Os posadistas, que continuaram a existir, como
corrente do PT, mas muito pequena.
A participação no PT se comprometeu a partir
da Frente Brasil Popular, em 1989. Como CO foi contra, eles foram expulsos no
mesmo ano. A CS foi expulsa em 1992, por ser contra a posse de Itamar depois do
Fora Collor.
6° Ciclo: 1989-2003
Durante todo
um período, a questão principal para os trotskistas era estar ou não no PT (e
qual a política a adotar em relação ao PT). Nesse período de refluxo
generalizado e destruição da URSS e seu campo, a fragmentação das correntes
trotskistas se acelera cada vez mais, gerando as correntes que vemos hoje (LBI,
Rebento, FT-VP, POR, POM, LOI, LER, CST, MES, LSR, LQB etc), geralmente em
setores marginais do movimento, fazendo oposição na CUT e na UNE. A CS vira
PSTU e se torna o maior partido que se reivindica trotskista no Brasil e o terceiro
maior no mundo (2200 militantes em 2002, hoje cerca de 1500).
Então, todas as
outras correntes têm a política do PSTU como referência de oposição, como é até
hoje.
Ponto de
discussão: você conhece essas orgs e suas políticas?
7°Ciclo: 2003-
O refluxo se acentua qualitativamente com o governo
do PT. O governo leva a uma resolução da questão do PT para quase todas as
correntes (inclusive é o motivo do racha da DS com o SU). Ao mesmo tempo, a
política do PSTU de romper com a CUT e a UNE coloca mais essa polêmica entre as
orgs, que continuam se fragmentando a partir dos rachas anteriores (MR, LC, EMPT,
LM, CRQI etc). A formação do PSOL, em
que muitas dessas correntes participam, leva a uma divisão entre as mais à
direita e as mais extremistas.
Ponto de discussão: o que fazer a partir da
fragmentação atual? Como responder às polêmicas atuais à luz dos outros ciclos?
Sugestões de leitura:
Na Contracorrente da História. Fúlvio Abramos e
Dainis Karepovs. Ed. Brasiliense. Reproduzido no site da LER: http://www.ler-qi.org/spip.php?rubrique157
Trotskyism in
Brazil. Osvaldo
Coggiola. http://www.marxists.org/history/etol/document/brazil/brazil01.htm
À Esquerda da Esquerda. Murilo Leal. Ed Paz e Terra.
Livro sobre o POR(T)
História das Tendências no Brasil. Antônio Ozaí da
Silva. Proposta Editorial.
O PT e os marxismos da tradição trotskista. Antonio
Ozaí da Silva. http://www.espacoacademico.com.br
/000/0trotskismo.htm
É um estudo superimportante, porém da forma como se apresenta contribui pouco para um balanço sério sobre a história do trotkismo no Brasil. Seria mais objetivo e proveitoso se colocasse em formato de gráfico demonstrando a origem cronológica e de qual origem ele surge ou de qual racha se preferir.
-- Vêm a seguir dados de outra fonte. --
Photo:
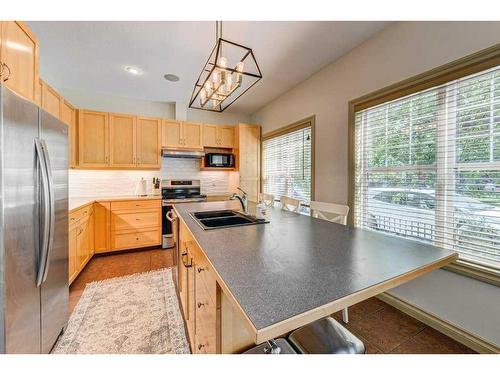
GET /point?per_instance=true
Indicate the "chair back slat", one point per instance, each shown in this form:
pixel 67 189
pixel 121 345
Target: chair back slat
pixel 289 204
pixel 336 213
pixel 268 199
ResponderExcluirDesta forma transparece uma intencionalidade de demonstrar que a experiência do trotkismo no Brasil pouco serviu como um norte para vitórias da classe trabalhadora. Por isso, acho que seria mais valido procurar sintetizar o que realmente encontramos de fios de continuidade do legado de trostky, quais foram os balanços da políticas apresentadas em respostas a conjunturas especificas. Espero que os camaradas tenham avançado sobre este norte durante o curso. Sds.
ResponderExcluirThiago,
esse formato é melhor do que o gráfico, porque permite que a gente coloque a conjuntura da época, as palavras de ordem mais importantes e alguns comentários sobre as organizações que seria difícil encaixar num gráfico.
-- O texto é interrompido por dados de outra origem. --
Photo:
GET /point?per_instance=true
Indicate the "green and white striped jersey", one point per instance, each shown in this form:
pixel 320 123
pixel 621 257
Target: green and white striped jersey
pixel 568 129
Não temos intenção nenhuma de desqualificar a experiência do trotskismo brasileiro, estamos organizando esse minicurso exatamente pelo contrário: para mostrar como a história se desenrolou e quais lições podemos tirar dela.
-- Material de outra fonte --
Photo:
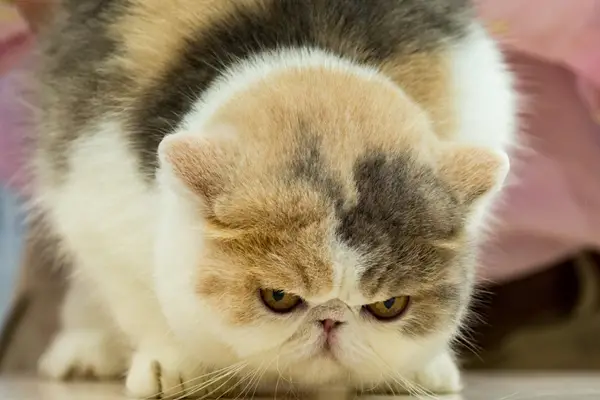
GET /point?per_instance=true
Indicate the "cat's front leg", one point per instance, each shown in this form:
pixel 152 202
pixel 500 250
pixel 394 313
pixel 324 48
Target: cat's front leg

A gente ainda não fez o curso (e você tá convidado!), mas realmente o mais importante é fazer um balanço sobre a experiência do trotskismo no Brasil. O minicurso que vamos fazer é introdutório, para militantes que, na grande maioria, nunca tiveram acesso a uma visão geral da história do trotskismo no Brasil (aliás, nem existe algum livro sobre esse tema, o que existe são livros sobre cada ciclo desses que aparecem na apostila). Por isso, nós achamos que é melhor dar essa visão geral antes, pra que eles tenham condições de contribuir na discussão sobre esse balanço, em vez de a gente já chegar com uma posição pronta que inclusive alguns militantes do próprio CL não teriam base para avaliar se realmente reflete a realidade.